Dann gibt es Schnecken statt „Mannemer Dreck“, ein Kontrast also zum bekannten Makronengebäck aus Ihrer Heimatstadt.

Gensheimer: Schnecken habe ich bereits gegessen (lacht). Am Tag nach meiner Unterschrift in Paris. Beim Essen bin ich aber eher unkompliziert, da esse ich so ziemlich alles. Ich werde auf jeden Fall klar kommen mit der französischen Küche.

Sie sind Handball-Profi, aber nebenbei auch BWL-Student und Unternehmer. Mit Freunden betreiben Sie die Bekleidungsfirma „uandwoo“, die vor allem für ihre bunten Socken bekannt ist. Wird das alles künftig so weiterlaufen?

Gensheimer: Mein Studium geht in die Schlussphase, zwei Klausuren stehen noch aus. Unsere Firma wird weiterlaufen, klar. Vielleicht eröffnet mein Wechsel nach Frankreich uns auch ganz neue Absatzmärkte (lacht).

Es zieht einige Stars der Bundesliga ins Ausland: Ihr Nationalmannschaftskollege Dominik Klein geht ins französische Nantes, Christian Zeitz spielt in Vezprem, Aron Pálmarsson wechselte ebenfalls nach Ungarn.
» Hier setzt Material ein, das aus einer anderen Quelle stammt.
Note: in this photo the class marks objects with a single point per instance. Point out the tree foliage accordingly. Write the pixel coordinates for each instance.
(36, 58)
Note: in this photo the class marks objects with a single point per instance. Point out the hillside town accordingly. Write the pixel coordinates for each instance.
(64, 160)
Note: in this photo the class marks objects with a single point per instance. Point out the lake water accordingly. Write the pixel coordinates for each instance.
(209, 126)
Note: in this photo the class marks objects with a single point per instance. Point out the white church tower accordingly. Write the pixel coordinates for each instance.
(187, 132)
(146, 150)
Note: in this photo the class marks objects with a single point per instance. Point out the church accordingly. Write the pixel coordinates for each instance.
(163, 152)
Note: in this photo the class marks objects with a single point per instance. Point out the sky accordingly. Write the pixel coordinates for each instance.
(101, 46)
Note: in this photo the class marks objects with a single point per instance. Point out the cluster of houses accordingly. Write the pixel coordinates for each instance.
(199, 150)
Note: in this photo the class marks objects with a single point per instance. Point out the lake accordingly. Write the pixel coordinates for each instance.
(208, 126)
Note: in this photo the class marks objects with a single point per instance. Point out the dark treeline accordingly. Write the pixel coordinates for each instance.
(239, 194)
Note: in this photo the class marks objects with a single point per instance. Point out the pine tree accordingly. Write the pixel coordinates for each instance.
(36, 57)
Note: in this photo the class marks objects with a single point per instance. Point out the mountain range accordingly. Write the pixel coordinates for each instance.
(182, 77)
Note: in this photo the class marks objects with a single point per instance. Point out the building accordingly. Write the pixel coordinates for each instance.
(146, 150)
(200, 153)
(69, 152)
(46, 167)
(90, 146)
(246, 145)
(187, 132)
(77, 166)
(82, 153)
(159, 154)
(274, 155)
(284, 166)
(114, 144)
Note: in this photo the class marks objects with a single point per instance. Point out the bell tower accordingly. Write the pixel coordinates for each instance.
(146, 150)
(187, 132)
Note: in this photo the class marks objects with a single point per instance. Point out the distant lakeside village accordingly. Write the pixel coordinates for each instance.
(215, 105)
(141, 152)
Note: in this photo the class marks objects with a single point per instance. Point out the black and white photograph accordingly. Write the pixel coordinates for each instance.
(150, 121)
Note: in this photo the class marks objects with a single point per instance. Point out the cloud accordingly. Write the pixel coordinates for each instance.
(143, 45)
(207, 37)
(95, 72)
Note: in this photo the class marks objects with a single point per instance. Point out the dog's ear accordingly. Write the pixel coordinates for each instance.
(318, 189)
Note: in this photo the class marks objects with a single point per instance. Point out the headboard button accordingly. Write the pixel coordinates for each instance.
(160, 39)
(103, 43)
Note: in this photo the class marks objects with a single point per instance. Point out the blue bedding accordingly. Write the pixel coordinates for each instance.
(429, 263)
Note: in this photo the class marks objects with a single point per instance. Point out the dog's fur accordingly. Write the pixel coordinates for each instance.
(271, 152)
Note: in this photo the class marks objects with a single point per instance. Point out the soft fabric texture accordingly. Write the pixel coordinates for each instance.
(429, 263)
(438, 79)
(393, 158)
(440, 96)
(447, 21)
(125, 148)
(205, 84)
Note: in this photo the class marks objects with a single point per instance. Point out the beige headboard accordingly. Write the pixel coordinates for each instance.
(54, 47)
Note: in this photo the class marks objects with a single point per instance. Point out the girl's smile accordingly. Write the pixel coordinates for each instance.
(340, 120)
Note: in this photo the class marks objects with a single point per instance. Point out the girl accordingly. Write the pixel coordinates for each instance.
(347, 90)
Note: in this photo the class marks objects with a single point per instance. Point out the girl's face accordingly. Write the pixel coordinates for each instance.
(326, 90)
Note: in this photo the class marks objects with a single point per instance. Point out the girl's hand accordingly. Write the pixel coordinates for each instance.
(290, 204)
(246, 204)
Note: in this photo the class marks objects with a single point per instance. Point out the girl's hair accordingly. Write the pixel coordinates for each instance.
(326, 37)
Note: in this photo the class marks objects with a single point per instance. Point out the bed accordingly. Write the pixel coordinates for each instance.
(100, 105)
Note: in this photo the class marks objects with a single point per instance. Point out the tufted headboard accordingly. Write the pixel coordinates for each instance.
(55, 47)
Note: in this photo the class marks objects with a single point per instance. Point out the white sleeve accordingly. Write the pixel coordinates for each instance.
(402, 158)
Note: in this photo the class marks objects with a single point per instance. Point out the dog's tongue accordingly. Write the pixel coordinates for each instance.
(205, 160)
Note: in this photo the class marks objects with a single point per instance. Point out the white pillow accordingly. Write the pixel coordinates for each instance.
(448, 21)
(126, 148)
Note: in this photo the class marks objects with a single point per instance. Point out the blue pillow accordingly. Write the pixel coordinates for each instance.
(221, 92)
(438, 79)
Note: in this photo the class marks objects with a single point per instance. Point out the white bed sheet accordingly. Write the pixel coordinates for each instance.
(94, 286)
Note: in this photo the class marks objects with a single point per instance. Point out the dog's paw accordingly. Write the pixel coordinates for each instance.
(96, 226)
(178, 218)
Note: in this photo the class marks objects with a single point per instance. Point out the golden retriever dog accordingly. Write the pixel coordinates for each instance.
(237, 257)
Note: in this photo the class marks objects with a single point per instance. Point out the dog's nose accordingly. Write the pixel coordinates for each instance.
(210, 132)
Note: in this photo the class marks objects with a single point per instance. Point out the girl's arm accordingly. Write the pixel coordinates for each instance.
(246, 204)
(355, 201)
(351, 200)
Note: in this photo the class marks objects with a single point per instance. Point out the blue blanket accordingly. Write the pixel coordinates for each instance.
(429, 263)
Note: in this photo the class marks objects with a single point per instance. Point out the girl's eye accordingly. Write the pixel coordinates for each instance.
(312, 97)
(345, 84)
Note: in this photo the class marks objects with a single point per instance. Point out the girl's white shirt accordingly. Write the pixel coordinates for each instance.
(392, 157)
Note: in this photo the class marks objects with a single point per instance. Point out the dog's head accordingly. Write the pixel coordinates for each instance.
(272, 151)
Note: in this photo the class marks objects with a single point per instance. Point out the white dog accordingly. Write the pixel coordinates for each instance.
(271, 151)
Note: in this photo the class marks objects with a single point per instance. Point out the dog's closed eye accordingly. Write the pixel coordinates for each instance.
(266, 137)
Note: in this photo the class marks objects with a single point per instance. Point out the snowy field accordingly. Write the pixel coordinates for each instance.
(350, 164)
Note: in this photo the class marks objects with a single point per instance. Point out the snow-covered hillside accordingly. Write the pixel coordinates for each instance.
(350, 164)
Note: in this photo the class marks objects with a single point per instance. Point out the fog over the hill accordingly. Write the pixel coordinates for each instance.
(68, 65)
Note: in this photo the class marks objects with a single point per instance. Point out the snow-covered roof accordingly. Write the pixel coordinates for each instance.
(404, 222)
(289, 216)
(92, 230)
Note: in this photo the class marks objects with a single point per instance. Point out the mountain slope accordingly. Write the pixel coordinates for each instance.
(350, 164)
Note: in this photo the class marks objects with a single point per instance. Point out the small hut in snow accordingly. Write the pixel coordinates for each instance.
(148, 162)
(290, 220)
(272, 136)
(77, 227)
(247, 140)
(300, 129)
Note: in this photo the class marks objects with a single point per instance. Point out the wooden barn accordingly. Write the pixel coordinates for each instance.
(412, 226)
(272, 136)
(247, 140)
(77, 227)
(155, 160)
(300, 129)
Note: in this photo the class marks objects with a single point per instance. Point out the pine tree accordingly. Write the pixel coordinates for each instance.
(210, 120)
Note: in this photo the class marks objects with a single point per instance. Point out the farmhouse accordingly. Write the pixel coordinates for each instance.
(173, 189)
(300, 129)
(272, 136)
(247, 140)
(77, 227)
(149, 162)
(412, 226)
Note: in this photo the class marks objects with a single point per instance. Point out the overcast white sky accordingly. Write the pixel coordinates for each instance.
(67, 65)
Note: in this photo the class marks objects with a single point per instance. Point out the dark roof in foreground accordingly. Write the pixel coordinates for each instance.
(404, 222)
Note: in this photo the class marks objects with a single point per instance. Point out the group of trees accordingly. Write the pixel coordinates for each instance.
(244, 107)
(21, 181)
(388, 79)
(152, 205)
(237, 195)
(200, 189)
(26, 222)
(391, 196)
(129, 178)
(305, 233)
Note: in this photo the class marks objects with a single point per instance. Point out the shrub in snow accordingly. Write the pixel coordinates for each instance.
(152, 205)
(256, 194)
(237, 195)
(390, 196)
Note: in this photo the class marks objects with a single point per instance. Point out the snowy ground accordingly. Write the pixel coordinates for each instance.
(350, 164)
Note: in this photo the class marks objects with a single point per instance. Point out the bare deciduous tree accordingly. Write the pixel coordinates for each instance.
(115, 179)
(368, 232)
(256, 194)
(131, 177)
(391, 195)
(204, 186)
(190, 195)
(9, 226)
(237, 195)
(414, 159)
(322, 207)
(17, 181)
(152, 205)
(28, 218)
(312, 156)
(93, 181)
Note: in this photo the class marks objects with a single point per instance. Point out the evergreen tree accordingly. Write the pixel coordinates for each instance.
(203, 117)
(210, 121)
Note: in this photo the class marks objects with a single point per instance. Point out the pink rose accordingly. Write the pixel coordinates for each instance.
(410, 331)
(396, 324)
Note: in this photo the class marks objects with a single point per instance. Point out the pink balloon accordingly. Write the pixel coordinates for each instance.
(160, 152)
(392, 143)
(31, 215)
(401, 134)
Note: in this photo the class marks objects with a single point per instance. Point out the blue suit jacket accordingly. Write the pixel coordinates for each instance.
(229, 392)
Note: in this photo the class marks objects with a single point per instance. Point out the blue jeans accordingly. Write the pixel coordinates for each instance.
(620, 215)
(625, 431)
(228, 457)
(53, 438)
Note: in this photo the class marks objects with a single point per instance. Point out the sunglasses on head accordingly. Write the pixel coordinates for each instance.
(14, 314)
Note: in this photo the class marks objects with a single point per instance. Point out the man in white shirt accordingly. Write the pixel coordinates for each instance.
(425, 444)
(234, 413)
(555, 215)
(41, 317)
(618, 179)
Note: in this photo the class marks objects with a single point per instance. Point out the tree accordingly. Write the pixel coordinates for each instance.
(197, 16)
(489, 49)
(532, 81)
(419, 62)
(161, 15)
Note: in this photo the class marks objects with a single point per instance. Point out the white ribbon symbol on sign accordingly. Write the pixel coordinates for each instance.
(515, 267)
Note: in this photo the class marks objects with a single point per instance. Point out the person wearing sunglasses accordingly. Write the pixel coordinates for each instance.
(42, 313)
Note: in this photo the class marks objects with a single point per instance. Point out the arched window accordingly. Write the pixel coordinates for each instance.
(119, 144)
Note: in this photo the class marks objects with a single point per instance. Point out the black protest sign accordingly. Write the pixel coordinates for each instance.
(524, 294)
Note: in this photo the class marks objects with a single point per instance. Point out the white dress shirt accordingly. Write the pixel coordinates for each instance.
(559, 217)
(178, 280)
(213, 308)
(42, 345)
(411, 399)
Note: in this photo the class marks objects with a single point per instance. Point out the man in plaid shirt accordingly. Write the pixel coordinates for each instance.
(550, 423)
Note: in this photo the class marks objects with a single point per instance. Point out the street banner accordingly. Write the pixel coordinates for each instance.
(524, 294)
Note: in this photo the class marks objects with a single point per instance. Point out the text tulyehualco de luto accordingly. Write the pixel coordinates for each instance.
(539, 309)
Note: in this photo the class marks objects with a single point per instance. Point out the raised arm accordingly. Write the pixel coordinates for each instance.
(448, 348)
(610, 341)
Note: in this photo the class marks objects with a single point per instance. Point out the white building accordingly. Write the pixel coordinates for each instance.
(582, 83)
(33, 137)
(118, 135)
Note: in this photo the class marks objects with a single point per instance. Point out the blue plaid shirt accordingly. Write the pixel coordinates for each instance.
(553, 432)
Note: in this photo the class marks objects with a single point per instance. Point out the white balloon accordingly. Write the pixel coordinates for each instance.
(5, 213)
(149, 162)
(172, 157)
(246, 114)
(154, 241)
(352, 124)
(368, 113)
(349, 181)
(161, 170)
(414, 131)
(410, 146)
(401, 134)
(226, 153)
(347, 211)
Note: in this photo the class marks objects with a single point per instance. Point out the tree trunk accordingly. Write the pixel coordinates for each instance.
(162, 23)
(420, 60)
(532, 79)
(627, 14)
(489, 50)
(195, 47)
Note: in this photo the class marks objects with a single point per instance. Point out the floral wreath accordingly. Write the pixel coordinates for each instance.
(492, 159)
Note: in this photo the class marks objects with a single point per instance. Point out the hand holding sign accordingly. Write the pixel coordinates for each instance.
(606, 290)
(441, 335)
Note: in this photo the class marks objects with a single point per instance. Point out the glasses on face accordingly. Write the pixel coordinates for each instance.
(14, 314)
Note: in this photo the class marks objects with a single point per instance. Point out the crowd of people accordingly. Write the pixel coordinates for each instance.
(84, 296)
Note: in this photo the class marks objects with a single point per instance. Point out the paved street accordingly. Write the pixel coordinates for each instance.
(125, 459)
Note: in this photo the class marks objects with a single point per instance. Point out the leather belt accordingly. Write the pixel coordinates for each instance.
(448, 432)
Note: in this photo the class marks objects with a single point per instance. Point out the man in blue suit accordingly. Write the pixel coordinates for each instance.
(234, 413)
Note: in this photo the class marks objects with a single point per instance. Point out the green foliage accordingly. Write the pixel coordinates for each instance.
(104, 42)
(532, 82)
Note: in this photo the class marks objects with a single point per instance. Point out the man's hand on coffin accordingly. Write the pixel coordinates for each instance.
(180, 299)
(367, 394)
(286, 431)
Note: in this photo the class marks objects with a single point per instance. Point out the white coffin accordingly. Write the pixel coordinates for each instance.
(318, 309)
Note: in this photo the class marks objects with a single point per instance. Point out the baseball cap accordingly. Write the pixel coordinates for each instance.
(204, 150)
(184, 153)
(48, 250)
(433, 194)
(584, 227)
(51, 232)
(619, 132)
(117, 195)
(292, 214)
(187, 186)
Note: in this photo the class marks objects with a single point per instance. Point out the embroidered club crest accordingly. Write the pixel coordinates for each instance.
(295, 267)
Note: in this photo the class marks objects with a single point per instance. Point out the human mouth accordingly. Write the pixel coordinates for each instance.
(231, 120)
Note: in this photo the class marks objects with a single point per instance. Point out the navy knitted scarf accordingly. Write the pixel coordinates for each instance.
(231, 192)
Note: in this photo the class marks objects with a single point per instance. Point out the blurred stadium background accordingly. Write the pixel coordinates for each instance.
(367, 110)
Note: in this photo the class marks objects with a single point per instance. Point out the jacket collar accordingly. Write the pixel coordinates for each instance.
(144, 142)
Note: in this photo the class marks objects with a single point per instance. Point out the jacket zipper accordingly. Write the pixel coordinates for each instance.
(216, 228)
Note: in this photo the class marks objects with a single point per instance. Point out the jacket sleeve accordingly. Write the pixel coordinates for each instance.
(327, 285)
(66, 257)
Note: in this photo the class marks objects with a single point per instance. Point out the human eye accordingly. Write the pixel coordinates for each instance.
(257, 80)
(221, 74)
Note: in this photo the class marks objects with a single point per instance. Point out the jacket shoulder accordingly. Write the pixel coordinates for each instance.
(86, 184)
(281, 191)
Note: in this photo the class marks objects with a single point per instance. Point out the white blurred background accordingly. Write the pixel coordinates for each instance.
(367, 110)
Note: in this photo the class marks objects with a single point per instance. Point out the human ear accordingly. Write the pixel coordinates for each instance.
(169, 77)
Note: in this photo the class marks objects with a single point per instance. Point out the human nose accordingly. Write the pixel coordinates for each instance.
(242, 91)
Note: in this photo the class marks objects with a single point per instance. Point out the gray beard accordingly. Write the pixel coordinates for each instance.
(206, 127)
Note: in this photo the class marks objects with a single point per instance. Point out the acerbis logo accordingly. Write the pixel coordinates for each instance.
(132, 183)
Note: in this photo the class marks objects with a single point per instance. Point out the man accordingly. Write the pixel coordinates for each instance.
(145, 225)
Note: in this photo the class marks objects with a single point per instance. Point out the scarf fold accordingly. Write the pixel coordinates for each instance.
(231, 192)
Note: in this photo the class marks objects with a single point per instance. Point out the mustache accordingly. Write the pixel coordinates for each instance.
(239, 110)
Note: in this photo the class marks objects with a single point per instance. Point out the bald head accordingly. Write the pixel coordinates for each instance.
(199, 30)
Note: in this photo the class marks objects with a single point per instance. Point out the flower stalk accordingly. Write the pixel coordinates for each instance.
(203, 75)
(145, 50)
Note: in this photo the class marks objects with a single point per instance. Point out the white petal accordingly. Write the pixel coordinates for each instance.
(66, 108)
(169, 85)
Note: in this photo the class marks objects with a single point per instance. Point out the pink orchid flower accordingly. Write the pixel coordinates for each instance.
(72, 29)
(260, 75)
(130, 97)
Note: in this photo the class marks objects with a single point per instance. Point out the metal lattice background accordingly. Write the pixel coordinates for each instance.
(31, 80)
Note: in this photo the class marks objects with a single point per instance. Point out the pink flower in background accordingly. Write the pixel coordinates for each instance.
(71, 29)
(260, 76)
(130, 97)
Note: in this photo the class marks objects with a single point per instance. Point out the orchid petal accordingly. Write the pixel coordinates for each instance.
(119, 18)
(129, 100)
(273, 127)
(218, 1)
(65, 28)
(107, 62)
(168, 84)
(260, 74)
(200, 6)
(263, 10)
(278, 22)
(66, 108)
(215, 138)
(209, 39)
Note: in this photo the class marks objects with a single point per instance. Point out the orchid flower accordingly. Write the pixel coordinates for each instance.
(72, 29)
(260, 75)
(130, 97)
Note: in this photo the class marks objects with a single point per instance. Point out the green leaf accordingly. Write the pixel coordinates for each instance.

Filip Jicha spielt mittlerweile in Barcelona. Droht der stärksten Liga der Welt eine eklatante Schwächung durch den Verlust ihrer Topspieler?

Gensheimer: Früher haben in der Champions League eigentlich nur die deutschen und spanischen Topteams den Titel unter sich ausgemacht. Mittlerweile sind einige Mannschaften dazugekommen, gerade aus Osteuropa. Die können und wollen auch die europäische Spitze angreifen. Kielce, Veszprem, Skopje. Aber auch Paris hat eine ganz neue Mannschaft und möchte nun auch in Europa eine gute Rolle spielen. Die Spitze auf unserem Kontinent ist breiter geworden, es gibt einfach mehr Vereine und deshalb auch mehr Möglichkeiten für die Spitzenspieler. Da trifft natürlich jeder Spieler seine persönliche Entscheidung, was sicher auch mit der Belastung zu tun hat. Da haben wir in Deutschland mit der starken Bundesliga wirklich einen Nachteil gegenüber den anderen Ligen. Aber – das sage ich auch ganz klar – die Belastung in der Bundesliga hat bei meinem Wechsel keine Rolle gespielt.

Sie sind Kapitän der deutschen Nationalmannschaft. Wird der Wechsel nach Paris die Aufgaben nicht erschweren?

Gensheimer: Überhaupt nicht, ich bin ja weiterhin bei jedem Lehrgang und den Länderspielen vor Ort und habe jetzt eben nur eine weitere Anreise.